TOPIC 2

Spectral and singular value decompositions

6 Further observations


Course: Math 535 - Mathematical Methods in Data Science (MMiDS)
Author: Sebastien Roch, Department of Mathematics, University of Wisconsin-Madison
Updated: Sep 21, 2020
Copyright: © 2020 Sebastien Roch


We make further observations.

6.1 Condition numbers

In this section we consider condition numbers, a measure of the sensitivity to perturbations of certain numerical problems. We look in particular at the conditioning of the least-squares problem.

6.1.1 Pseudoinverses

We have seen that the least-squares problem provides a solution concept for overdetermined systems. This leads to the following generalization of the matrix inverse.
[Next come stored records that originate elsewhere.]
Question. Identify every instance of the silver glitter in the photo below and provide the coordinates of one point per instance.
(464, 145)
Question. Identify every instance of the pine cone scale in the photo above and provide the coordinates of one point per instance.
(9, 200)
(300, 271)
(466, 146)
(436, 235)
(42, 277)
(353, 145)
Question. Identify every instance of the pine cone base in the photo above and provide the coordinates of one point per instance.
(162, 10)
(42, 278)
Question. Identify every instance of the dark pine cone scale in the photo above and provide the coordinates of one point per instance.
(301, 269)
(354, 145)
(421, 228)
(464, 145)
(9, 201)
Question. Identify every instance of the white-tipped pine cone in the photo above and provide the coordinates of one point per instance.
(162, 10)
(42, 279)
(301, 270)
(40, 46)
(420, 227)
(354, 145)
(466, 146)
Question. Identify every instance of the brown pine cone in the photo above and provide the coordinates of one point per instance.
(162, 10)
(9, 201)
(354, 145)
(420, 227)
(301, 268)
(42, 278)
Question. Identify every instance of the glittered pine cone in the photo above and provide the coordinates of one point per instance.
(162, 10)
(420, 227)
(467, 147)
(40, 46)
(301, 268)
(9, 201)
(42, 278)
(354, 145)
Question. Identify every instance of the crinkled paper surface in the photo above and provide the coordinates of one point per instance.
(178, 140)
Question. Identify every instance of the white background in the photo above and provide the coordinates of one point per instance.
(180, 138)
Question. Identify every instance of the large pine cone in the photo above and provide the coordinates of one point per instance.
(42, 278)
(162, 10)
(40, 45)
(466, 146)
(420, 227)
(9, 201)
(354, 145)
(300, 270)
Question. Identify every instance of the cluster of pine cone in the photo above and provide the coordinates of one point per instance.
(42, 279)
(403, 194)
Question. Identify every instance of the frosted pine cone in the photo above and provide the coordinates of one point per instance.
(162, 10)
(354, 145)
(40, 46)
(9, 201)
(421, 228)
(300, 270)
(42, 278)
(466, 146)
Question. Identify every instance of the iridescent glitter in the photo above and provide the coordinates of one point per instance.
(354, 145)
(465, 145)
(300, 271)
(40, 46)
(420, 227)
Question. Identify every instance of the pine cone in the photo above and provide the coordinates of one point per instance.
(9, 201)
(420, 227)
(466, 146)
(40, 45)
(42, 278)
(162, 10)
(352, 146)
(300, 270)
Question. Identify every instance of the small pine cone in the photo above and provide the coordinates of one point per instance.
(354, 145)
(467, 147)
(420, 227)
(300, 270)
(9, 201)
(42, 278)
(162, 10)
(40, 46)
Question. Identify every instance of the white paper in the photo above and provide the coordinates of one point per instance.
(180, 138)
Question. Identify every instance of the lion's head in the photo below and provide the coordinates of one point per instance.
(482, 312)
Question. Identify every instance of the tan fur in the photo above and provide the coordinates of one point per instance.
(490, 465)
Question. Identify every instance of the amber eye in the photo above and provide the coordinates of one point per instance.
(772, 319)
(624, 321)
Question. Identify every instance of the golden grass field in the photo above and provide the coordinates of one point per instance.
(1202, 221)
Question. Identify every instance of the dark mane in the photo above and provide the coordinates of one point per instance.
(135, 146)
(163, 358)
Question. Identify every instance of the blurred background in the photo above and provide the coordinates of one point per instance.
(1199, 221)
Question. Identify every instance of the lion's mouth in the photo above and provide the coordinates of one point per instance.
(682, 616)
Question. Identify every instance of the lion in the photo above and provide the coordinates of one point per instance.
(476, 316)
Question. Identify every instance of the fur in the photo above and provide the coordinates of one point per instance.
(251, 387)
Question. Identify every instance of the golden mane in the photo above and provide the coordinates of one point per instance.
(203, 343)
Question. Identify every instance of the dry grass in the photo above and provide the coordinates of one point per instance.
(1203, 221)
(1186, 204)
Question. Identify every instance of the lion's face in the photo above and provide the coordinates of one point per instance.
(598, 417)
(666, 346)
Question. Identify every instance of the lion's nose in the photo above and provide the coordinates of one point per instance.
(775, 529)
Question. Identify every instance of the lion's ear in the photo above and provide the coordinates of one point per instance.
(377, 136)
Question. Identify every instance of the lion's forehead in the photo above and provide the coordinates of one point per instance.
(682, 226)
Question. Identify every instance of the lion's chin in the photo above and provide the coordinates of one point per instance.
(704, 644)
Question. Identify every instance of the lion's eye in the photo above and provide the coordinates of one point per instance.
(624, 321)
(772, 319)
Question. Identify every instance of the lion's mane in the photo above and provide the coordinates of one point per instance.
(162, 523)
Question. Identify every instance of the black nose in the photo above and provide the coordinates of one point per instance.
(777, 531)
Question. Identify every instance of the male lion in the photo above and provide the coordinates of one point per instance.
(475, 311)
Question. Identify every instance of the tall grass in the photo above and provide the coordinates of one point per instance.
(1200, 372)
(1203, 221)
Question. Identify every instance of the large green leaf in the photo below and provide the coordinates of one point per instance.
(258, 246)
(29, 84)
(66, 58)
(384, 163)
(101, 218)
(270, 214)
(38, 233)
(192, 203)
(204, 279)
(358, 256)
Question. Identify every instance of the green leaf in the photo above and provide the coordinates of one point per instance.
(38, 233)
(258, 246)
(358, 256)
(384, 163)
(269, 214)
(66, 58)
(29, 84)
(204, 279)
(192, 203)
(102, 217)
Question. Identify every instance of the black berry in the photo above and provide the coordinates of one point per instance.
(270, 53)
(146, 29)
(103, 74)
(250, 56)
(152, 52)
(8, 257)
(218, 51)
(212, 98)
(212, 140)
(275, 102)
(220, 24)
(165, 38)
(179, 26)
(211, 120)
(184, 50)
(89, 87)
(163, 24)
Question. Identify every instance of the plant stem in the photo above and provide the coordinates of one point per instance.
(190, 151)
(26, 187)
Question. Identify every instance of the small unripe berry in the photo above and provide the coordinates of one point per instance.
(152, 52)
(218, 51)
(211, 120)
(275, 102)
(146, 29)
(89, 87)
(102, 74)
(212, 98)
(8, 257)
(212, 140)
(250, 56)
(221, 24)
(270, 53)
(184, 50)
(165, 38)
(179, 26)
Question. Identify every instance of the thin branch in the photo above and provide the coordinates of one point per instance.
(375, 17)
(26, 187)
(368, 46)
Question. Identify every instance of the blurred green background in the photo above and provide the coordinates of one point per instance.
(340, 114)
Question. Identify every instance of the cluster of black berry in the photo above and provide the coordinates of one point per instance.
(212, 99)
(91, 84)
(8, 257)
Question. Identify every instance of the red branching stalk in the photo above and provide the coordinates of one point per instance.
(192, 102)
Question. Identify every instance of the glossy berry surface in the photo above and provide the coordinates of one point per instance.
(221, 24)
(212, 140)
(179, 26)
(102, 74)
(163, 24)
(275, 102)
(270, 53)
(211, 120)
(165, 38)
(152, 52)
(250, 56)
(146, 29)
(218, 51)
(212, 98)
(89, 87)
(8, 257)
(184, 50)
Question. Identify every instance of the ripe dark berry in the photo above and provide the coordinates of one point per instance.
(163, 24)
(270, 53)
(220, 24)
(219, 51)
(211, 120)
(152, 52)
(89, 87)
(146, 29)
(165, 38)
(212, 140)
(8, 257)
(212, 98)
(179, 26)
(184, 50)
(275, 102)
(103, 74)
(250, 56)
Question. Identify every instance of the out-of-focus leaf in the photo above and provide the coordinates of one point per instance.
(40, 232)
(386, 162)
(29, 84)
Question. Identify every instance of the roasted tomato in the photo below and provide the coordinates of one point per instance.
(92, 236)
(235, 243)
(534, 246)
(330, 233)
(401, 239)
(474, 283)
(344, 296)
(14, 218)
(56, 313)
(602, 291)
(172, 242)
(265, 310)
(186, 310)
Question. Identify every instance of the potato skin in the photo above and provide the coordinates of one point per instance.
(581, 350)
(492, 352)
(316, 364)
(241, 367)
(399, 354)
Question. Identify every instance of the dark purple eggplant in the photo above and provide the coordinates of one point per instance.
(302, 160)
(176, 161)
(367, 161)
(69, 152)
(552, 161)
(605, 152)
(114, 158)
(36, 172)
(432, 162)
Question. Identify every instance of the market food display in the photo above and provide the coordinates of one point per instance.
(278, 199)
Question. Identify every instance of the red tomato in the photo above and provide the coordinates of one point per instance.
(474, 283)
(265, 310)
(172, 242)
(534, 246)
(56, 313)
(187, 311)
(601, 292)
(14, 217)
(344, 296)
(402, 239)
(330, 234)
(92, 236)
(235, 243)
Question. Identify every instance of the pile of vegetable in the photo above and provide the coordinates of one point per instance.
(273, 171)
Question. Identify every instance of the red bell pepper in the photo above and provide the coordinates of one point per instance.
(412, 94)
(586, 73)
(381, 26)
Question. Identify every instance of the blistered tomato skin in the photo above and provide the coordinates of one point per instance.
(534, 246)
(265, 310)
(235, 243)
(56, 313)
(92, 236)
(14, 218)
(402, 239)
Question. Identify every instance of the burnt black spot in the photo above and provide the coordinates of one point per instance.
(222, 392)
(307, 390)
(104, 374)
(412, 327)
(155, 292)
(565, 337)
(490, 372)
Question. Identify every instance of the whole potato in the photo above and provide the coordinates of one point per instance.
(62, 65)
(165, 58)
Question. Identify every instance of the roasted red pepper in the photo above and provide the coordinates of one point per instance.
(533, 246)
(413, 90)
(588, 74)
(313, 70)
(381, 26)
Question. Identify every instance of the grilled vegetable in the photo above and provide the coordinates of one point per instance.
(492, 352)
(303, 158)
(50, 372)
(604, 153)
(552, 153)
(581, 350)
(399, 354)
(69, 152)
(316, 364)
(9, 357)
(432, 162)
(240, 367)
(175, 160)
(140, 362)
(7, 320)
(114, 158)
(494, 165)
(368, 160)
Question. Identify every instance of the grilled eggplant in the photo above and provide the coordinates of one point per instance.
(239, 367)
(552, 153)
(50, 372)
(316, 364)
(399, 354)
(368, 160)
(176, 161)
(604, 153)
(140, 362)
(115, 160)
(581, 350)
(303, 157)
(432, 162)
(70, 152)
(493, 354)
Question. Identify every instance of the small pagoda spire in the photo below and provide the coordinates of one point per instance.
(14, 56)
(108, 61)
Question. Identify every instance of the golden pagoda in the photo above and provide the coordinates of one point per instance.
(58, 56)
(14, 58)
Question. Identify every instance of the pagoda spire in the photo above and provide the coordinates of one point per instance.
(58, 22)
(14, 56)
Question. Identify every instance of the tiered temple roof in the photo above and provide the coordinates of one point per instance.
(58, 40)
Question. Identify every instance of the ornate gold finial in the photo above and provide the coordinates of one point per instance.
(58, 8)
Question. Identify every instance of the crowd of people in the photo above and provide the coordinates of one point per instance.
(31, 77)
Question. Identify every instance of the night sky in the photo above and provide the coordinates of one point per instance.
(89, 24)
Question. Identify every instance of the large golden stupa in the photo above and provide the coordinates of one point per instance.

Definition (Pseudoinverse): Let $A \in \mathbb{R}^{n \times m}$ be a matrix with SVD $A = U \Sigma V^T$ and singular values $\sigma_1 \geq \cdots \geq \sigma_r > 0$. A pseudoinverse $A^+ \in \mathbb{R}^{m \times n}$ is defined as

$$ A^+ = V \Sigma^+ U^T $$

where $\Sigma^+$ is the diagonal matrix with diagonal entries $\sigma_1^{-1}, \ldots, \sigma_r^{-1}$. $\lhd$

While it is not obvious from the definition (Exercise: Why? $\lhd$), the pseudoinverse is in fact unique. Note further that

$$ A A^+ = U \Sigma V^T V \Sigma^+ U^T = U U^T $$

and

$$ A^+ A = V \Sigma^+ U^T U \Sigma V^T = V V^T. $$

Three important cases:

  1. In the square nonsingular case, both products are the identity and we necessarily have $A^+ = A^{-1}$ by the Existence of an Inverse Lemma.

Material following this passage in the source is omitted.